There are no conclusions to be made from this. NHLe is a useful surface-level tool, particularly because it allows you to adjust for league and better compare prospects across them. This article is more just a way to make some of the NHLe numbers for this draft class more available so you can have them at your disposable and make your own judgments based off of them.

*=among European skaters

  • Newleafs

    NHLe is way off for Matthews.

    Take Eichel who scored 56 NHL rookie points and expect more from Matthews. Matthews out scored Eichel by a significant margin at the same age.

    I am expecting 60-70 points for Matthews next year.

    It will be interesting to compare the top 3 draft picks production next year but expect big things from Matthews who was nearly the MVP of the NLA and put up impressive numbers there.

    • magesticRAGE

      It depends on the situation you come into as well. Matthews should have a good chance to put up points right away because he will likely be given every chance to. He could be the top line centre by seasons end and I imagine he will start on the top powerplay with the Leafs because they just don’t have many other better options. Eichel, on the other hand, started in a situation where Buffalo already had some other fairly established centers and offensive players in general and he wasn’t relied on as heavily.
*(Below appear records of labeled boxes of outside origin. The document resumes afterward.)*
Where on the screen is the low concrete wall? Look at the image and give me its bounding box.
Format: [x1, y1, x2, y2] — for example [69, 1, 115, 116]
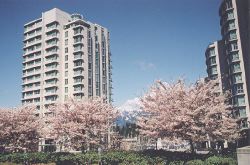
[237, 146, 250, 165]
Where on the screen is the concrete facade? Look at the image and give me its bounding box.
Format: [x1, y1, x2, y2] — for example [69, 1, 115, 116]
[22, 8, 112, 113]
[206, 0, 250, 144]
[237, 146, 250, 165]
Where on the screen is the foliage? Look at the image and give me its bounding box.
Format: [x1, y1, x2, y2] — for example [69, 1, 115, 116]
[44, 98, 117, 151]
[0, 151, 237, 165]
[137, 80, 238, 150]
[169, 161, 184, 165]
[116, 122, 139, 138]
[205, 156, 237, 165]
[186, 160, 205, 165]
[0, 106, 42, 152]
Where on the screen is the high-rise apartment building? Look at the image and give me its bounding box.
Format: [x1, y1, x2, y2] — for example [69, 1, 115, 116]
[206, 0, 250, 143]
[22, 8, 112, 113]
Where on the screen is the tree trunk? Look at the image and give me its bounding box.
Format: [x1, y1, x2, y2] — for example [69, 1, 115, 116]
[189, 139, 194, 154]
[155, 139, 158, 150]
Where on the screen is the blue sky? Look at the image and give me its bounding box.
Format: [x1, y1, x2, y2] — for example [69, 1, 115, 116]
[0, 0, 223, 107]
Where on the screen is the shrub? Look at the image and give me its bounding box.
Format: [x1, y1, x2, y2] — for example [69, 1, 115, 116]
[206, 156, 237, 165]
[186, 160, 205, 165]
[169, 160, 184, 165]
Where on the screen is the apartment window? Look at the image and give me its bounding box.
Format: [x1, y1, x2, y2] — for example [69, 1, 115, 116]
[34, 90, 40, 95]
[74, 77, 82, 83]
[208, 66, 217, 75]
[74, 45, 82, 51]
[237, 96, 245, 106]
[227, 11, 234, 20]
[232, 84, 244, 95]
[209, 57, 216, 65]
[230, 63, 240, 73]
[74, 52, 82, 59]
[230, 52, 239, 62]
[226, 0, 233, 9]
[74, 86, 83, 91]
[74, 36, 82, 43]
[228, 21, 235, 30]
[239, 108, 247, 117]
[208, 48, 215, 57]
[232, 74, 242, 84]
[227, 42, 238, 52]
[74, 61, 82, 67]
[74, 28, 82, 34]
[47, 22, 58, 29]
[229, 30, 237, 40]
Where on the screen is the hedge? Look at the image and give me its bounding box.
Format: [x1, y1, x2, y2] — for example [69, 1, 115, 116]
[0, 151, 237, 165]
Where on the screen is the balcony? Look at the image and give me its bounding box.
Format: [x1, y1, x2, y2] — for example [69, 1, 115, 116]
[23, 39, 42, 48]
[23, 30, 42, 42]
[23, 47, 42, 57]
[45, 42, 59, 50]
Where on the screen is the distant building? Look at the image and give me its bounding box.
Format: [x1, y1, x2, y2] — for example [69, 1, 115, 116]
[205, 0, 250, 145]
[22, 8, 112, 114]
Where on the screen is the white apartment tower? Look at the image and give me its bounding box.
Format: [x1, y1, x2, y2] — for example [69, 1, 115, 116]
[22, 8, 112, 113]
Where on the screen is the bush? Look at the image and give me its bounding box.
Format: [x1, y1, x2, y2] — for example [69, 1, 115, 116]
[0, 151, 237, 165]
[186, 160, 205, 165]
[169, 161, 184, 165]
[206, 156, 237, 165]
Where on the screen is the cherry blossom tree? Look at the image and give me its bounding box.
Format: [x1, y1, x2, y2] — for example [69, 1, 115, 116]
[137, 80, 238, 151]
[0, 106, 41, 152]
[44, 98, 117, 150]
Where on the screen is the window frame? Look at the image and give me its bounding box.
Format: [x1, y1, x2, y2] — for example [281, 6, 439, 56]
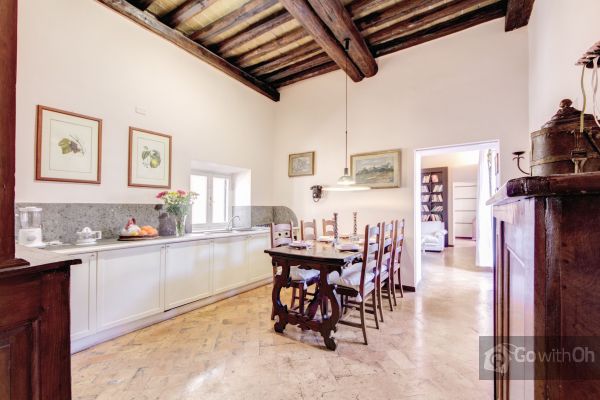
[190, 171, 233, 232]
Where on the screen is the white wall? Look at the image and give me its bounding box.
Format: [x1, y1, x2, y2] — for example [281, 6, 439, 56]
[421, 150, 479, 246]
[16, 0, 276, 205]
[273, 19, 528, 285]
[529, 0, 600, 131]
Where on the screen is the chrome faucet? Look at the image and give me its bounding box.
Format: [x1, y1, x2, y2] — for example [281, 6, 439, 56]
[227, 215, 240, 231]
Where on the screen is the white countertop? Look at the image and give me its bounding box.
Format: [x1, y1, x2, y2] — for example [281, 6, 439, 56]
[44, 228, 269, 254]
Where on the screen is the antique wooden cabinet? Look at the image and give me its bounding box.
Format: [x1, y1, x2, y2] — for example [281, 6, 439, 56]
[488, 172, 600, 400]
[0, 248, 80, 400]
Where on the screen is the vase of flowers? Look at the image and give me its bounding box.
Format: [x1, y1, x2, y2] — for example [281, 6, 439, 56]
[156, 190, 198, 236]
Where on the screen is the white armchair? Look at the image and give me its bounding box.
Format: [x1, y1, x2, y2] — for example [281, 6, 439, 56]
[421, 221, 448, 251]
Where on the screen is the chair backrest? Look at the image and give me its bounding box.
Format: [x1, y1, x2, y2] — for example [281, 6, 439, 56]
[390, 219, 404, 266]
[271, 221, 294, 247]
[379, 222, 394, 271]
[360, 224, 381, 297]
[300, 219, 317, 240]
[323, 219, 335, 236]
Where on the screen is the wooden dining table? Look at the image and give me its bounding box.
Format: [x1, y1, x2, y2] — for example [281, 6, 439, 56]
[265, 242, 362, 350]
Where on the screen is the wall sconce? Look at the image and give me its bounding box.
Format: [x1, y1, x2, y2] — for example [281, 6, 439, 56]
[310, 185, 323, 203]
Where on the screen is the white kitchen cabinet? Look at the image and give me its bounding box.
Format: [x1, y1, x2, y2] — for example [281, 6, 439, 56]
[70, 253, 96, 340]
[97, 246, 164, 330]
[165, 241, 212, 310]
[213, 236, 250, 294]
[246, 234, 273, 282]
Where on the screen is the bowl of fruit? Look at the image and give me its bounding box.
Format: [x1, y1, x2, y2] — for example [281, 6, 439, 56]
[119, 218, 158, 241]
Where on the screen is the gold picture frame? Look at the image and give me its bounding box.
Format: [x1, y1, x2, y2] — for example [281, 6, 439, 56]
[350, 149, 402, 189]
[288, 151, 315, 178]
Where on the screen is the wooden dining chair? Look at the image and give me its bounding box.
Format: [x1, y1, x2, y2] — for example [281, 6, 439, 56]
[390, 219, 404, 305]
[330, 224, 381, 344]
[323, 219, 335, 236]
[377, 222, 394, 322]
[300, 219, 317, 240]
[271, 221, 319, 319]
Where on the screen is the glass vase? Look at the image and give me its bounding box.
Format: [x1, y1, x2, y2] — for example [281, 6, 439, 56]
[175, 215, 187, 236]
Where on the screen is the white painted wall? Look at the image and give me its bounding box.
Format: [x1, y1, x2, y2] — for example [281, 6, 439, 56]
[273, 19, 528, 285]
[421, 150, 479, 246]
[529, 0, 600, 131]
[16, 0, 276, 205]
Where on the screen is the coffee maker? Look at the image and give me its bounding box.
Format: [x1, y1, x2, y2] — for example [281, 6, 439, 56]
[18, 207, 46, 247]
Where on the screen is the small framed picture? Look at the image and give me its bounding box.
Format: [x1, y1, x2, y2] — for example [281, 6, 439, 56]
[128, 127, 171, 189]
[350, 150, 400, 189]
[288, 151, 315, 177]
[35, 105, 102, 184]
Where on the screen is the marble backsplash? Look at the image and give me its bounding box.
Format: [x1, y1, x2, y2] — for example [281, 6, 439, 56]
[15, 203, 298, 243]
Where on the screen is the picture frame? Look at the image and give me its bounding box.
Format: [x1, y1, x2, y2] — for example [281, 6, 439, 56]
[288, 151, 315, 178]
[350, 150, 402, 189]
[35, 105, 102, 184]
[127, 126, 172, 189]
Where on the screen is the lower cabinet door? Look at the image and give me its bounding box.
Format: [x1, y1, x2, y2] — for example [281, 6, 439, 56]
[247, 235, 273, 282]
[165, 241, 212, 310]
[213, 237, 249, 293]
[70, 253, 96, 340]
[98, 246, 164, 330]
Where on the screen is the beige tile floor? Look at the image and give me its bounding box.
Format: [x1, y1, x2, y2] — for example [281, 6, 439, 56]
[72, 241, 492, 400]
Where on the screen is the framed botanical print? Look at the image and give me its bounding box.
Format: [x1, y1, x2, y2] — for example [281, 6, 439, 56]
[128, 127, 171, 189]
[288, 151, 315, 177]
[35, 105, 102, 184]
[350, 150, 400, 189]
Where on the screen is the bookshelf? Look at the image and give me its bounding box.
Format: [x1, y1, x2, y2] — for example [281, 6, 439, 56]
[421, 167, 448, 247]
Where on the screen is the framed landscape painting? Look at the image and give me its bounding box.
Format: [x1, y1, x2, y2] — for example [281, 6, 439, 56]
[350, 150, 400, 189]
[35, 105, 102, 184]
[128, 127, 171, 189]
[288, 151, 315, 177]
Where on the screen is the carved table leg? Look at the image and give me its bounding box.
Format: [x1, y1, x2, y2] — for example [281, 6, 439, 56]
[319, 271, 340, 350]
[271, 262, 290, 333]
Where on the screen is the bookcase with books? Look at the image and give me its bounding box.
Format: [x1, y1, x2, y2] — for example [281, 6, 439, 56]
[421, 167, 448, 247]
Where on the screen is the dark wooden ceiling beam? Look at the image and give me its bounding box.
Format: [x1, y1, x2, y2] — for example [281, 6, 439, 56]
[260, 53, 331, 83]
[216, 10, 293, 54]
[504, 0, 534, 32]
[273, 61, 340, 88]
[232, 27, 308, 68]
[130, 0, 156, 11]
[308, 0, 377, 77]
[249, 42, 323, 76]
[161, 0, 218, 28]
[354, 0, 442, 31]
[373, 3, 505, 57]
[188, 0, 279, 43]
[279, 0, 363, 82]
[367, 0, 490, 45]
[98, 0, 279, 101]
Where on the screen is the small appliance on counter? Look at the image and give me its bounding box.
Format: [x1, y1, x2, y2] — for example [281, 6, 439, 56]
[19, 207, 46, 247]
[75, 226, 102, 246]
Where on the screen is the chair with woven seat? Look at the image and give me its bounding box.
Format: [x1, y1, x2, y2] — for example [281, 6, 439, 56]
[300, 219, 317, 240]
[390, 219, 404, 305]
[377, 222, 394, 322]
[323, 219, 335, 236]
[271, 221, 319, 319]
[329, 224, 381, 344]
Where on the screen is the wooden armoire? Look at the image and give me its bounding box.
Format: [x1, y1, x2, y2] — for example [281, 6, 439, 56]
[488, 172, 600, 400]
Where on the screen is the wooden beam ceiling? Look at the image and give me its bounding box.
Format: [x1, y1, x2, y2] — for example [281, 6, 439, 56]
[308, 0, 377, 78]
[280, 0, 363, 82]
[98, 0, 279, 101]
[504, 0, 534, 32]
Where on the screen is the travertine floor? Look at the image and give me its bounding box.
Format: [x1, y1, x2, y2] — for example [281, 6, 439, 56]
[72, 242, 492, 400]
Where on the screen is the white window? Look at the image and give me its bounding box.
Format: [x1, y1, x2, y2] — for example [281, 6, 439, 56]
[190, 172, 231, 230]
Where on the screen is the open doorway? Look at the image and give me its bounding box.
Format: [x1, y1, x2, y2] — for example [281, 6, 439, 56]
[414, 141, 500, 278]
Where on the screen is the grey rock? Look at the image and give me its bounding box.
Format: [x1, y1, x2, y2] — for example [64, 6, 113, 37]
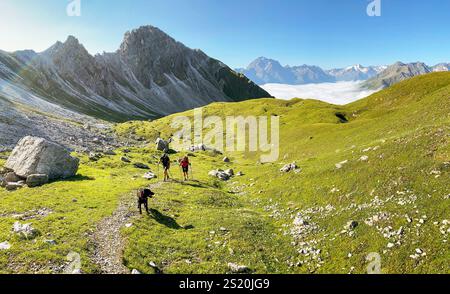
[280, 162, 301, 173]
[345, 221, 359, 230]
[120, 156, 131, 163]
[26, 174, 48, 188]
[228, 262, 250, 274]
[5, 182, 25, 191]
[5, 136, 80, 180]
[133, 162, 150, 169]
[4, 172, 23, 183]
[225, 168, 234, 178]
[142, 172, 157, 180]
[13, 222, 39, 239]
[0, 241, 11, 250]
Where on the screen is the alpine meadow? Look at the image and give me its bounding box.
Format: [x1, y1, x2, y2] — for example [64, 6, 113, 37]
[0, 0, 450, 282]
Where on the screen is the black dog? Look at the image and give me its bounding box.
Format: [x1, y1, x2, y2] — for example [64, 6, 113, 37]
[137, 189, 155, 214]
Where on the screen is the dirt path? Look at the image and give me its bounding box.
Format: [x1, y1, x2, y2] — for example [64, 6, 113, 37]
[92, 183, 162, 274]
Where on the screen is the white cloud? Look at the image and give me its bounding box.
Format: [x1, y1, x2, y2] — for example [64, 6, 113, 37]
[262, 81, 377, 105]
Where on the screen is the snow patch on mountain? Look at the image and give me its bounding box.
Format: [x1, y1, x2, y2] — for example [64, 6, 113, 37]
[262, 81, 377, 105]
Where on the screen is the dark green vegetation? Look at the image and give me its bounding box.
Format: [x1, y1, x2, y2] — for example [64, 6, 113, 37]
[0, 73, 450, 273]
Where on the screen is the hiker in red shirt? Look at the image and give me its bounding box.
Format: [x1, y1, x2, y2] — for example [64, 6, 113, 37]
[180, 155, 191, 181]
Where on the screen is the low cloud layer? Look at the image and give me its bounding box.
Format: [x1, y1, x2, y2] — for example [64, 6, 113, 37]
[262, 81, 377, 105]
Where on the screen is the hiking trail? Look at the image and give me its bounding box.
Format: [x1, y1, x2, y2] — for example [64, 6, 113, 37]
[91, 182, 163, 274]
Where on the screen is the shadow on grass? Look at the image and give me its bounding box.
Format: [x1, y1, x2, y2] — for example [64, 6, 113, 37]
[150, 209, 183, 230]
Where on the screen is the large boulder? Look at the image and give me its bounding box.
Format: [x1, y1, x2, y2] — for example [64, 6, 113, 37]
[5, 136, 80, 180]
[26, 175, 48, 188]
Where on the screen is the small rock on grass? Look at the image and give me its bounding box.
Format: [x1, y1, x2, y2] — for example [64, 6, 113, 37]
[228, 262, 250, 274]
[120, 156, 131, 163]
[0, 241, 11, 250]
[345, 221, 359, 230]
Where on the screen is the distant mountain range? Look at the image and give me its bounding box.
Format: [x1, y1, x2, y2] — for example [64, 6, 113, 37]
[0, 26, 270, 121]
[236, 57, 450, 89]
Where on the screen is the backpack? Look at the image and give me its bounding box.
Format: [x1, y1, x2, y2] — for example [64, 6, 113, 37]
[161, 154, 170, 166]
[180, 158, 189, 167]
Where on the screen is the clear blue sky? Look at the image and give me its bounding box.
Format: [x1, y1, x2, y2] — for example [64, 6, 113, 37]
[0, 0, 450, 68]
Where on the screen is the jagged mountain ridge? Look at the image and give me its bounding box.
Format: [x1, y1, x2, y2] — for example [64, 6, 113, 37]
[236, 57, 450, 86]
[0, 26, 270, 121]
[362, 62, 433, 89]
[236, 57, 386, 85]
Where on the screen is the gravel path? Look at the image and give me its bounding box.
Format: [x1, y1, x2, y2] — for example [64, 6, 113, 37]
[92, 183, 162, 274]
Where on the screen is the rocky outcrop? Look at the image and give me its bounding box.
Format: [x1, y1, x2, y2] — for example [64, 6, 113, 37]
[0, 26, 270, 122]
[5, 136, 79, 181]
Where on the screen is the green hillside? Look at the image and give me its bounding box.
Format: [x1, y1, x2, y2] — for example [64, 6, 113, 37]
[0, 73, 450, 273]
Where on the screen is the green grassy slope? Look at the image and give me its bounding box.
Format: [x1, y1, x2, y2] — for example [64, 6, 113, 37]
[0, 73, 450, 273]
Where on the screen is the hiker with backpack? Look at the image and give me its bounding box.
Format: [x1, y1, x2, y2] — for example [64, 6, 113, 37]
[159, 153, 170, 182]
[180, 155, 191, 181]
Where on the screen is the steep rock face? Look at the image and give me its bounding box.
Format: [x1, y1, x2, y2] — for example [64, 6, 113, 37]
[5, 136, 80, 180]
[237, 57, 385, 85]
[363, 62, 432, 89]
[0, 26, 270, 121]
[327, 64, 386, 81]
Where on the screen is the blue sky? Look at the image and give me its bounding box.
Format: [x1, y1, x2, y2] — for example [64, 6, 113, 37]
[0, 0, 450, 68]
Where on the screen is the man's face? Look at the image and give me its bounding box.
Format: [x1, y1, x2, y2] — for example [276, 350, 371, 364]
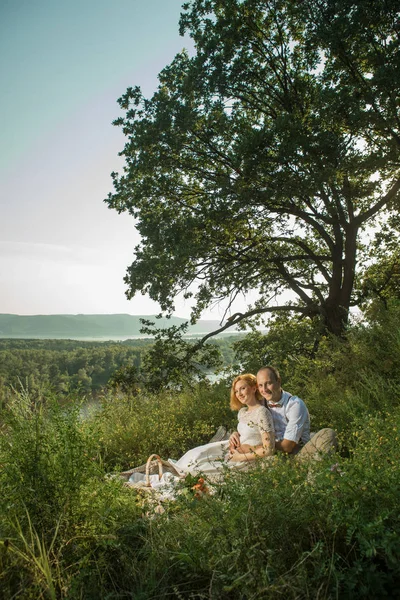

I think Eichel will be looked to more this year and probably put up some pretty good totals.

      • magesticRAGE

        Matthews may get increased responsibility, but Kadri will get “1st line” duties for the duration of next season. In other words, Kadri will get the toughest minutes.

    • Mitch92

      That may be but the NHLe ratings for Patrik Laine and Jesse Puljujarvi are embarrassingly off at 17 and 13 points respectively. If those two players play full NHL seasons they will both top 30 points no problem. If things go well for them they could both top 50 points.

  • Newleafs

    the non-CHL numbers are obviously not ‘adjusted’ properly; I think they should ‘adjust’ based on the points in international tournaments. also strange is not adjusting for over-agers and under-sized players. last year’s list was ten times better, with only provorov mis-rated. obviously, laine, matthews and puljujarvi are at one level, tkachuk and nylander at the next. asplund, benson and korshkov are question marks. dahlen should be at the next level, with grundstrom and mascherin. it looks like mascherin and dineen will be the steals.

  • Mcline

    As an Oilers fan, I think you need to take a step back, way too much is expected of these players. When Hall started playing for the Oilers, I use to watch teams 3rd and 4th line players going after him, whacking his wrists when ever they could. He took a real beating while the reffs turned a blind eye.
    Rookies don’t get protected by the reff’s as a rule.
    The 2 players that drove McDavid into the boards and caused him to miss half the season could have slowed down, they chose to make sure he was hurt instead. and they were , yes you got it, grinders.
    As a top draft pick he will be a marked man, yes he is big and strong, but playing against bigger and much physically stronger and meaner players in the NHL will take some getting used to.
    The one thing he has going for him is he is playing in the east, The West might have finally lost the Stanley Cup but its still the tougher of the two divisions.